Skiasharp: [BUG] SKSurface.ReadPixels is super slow

Created on 3 Jul 2020  路  25Comments  路  Source: mono/SkiaSharp

Description

I'm using SkiaSharp with a OpenGL backend and I'm drawing on a SkSurface wich is super fast, took around 0.25ms.
To get the rendered pixel data I'm using SkSurface.ReadPixels to copy the data to a buffer. But this calls are super slow ~30ms.
Is there any chance to speed it up? Or getting a direct pointer to the pixeldata?

Code
var _info = new SKImageInfo(1920, 1080, SKColorType.Bgra8888);
var _glContext = GlContext.Create();
var _glContext.MakeCurrent();
var _glInterface = GRGlInterface.Create();
var _context = GRContext.CreateGl(_glInterface);
var _buffer = Marshal.AllocHGlobal(_info.BytesSize);
_surface = SKSurface.Create(_context, true, _info);

// doing the actual drawing like _surface.Canvas.Draw...

_surface.ReadPixels(_info, _buffer, _info.RowBytes, 0, 0));

Basic Information

  • Version with issue: 2.80.0-preview.24
  • IDE: Rider 2020.1
  • Platform Target Frameworks: .Net Core 3.1

    • macOS 10.15.5 (currently only tested here)

All 25 comments

I'm not an offical Skia developer, but here's my take on it.

  • you are drawing using a GPU backend. That allows for very fasting rendering.

  • however, when you read the pixels back to the CPU, all pixels must be transferred over the PCI bus from GPU memory to host CPU memory. This is called "readback", and is always slow. Furthermore, it stops both the GPU and CPU.

  • for high performance readback, async DMA must be used, so that neither GPU nor CPU are blocked while the pixels are being transferred. This is still slow, but at least none of the machinery will stall, so you can overlap rendering and readback.
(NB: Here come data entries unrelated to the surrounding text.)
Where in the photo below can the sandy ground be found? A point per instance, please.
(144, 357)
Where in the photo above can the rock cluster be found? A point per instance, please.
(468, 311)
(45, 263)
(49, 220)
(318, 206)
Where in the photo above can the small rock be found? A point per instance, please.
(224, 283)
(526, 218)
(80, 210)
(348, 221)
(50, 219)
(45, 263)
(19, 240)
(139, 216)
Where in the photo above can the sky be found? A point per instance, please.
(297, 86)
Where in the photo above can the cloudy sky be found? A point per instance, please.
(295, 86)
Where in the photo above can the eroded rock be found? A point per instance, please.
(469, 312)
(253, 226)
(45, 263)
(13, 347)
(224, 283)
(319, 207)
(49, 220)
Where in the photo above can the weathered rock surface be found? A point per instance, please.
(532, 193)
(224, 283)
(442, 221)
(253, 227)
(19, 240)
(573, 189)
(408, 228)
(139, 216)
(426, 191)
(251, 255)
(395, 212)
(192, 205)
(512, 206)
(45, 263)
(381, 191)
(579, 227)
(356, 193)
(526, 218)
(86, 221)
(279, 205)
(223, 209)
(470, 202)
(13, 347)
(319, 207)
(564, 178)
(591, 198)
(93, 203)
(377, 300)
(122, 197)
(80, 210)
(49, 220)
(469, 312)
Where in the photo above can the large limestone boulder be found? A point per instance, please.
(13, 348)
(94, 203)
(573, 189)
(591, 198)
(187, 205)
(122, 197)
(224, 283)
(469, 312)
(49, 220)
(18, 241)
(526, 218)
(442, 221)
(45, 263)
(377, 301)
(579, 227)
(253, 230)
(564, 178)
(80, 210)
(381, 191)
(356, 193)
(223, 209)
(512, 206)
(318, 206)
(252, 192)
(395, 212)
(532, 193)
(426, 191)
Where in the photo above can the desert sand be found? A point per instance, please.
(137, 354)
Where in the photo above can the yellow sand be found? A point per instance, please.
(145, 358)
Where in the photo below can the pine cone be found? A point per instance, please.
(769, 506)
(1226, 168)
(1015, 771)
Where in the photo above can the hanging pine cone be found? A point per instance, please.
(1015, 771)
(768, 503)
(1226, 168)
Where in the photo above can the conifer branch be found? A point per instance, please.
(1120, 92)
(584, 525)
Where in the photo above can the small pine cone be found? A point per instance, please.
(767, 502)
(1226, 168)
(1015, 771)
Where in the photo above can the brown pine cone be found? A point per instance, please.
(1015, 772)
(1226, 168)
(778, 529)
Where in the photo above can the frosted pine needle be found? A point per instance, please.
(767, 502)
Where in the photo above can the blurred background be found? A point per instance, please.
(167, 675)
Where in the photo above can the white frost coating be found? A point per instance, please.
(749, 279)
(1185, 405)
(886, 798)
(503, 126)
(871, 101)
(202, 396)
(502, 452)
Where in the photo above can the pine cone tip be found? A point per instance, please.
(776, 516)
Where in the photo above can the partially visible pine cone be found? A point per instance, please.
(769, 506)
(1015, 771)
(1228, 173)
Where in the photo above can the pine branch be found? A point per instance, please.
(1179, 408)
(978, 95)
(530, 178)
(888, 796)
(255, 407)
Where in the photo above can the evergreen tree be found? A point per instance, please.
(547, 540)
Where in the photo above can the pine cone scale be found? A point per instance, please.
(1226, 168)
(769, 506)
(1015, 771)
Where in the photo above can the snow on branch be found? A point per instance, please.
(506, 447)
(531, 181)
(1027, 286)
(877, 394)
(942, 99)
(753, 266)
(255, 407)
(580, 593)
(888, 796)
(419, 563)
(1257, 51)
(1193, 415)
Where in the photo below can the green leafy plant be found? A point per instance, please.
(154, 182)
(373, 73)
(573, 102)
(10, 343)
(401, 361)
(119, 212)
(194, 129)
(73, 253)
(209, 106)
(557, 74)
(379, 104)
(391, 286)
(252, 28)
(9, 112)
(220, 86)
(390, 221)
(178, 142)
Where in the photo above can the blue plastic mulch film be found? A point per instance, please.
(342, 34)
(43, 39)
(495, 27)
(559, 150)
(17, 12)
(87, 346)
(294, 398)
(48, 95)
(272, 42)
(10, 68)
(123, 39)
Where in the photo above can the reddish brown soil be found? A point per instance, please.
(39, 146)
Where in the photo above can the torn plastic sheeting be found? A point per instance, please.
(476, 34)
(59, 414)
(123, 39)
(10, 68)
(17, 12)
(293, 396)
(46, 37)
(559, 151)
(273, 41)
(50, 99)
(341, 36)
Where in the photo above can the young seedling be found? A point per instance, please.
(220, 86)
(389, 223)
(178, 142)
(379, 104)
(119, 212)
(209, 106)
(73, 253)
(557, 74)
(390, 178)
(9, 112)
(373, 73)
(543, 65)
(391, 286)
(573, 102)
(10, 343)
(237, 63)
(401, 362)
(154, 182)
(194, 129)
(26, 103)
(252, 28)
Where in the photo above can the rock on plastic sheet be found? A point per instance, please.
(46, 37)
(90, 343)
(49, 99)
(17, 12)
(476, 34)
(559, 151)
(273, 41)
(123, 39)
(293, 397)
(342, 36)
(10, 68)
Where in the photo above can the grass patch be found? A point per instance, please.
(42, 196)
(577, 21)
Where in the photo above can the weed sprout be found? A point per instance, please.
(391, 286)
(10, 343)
But I don't think SkiaSharp supports such an interface (that being said, Skia does have a protected asyncReadPixels and a public GrSurfaceContext::asyncRescaleAndReadPixels; the latter could be exposed by the SkiaSharp 2.0 with some work)

I understand that the transfer is the problem, but I don't understand why.
When I calculate the amount auf data that should be transferred between GPU to RAM it's about 500 MB/s which for my knowledge is much less the actual speed capabilities of modern RAM or PCI busses.

Do you have a project that you can share? I am interested in profiling this on my system.

I created a minimal console application example. To make it work include the files from https://github.com/mono/SkiaSharp/tree/master/tests/Tests/GlContexts to the project.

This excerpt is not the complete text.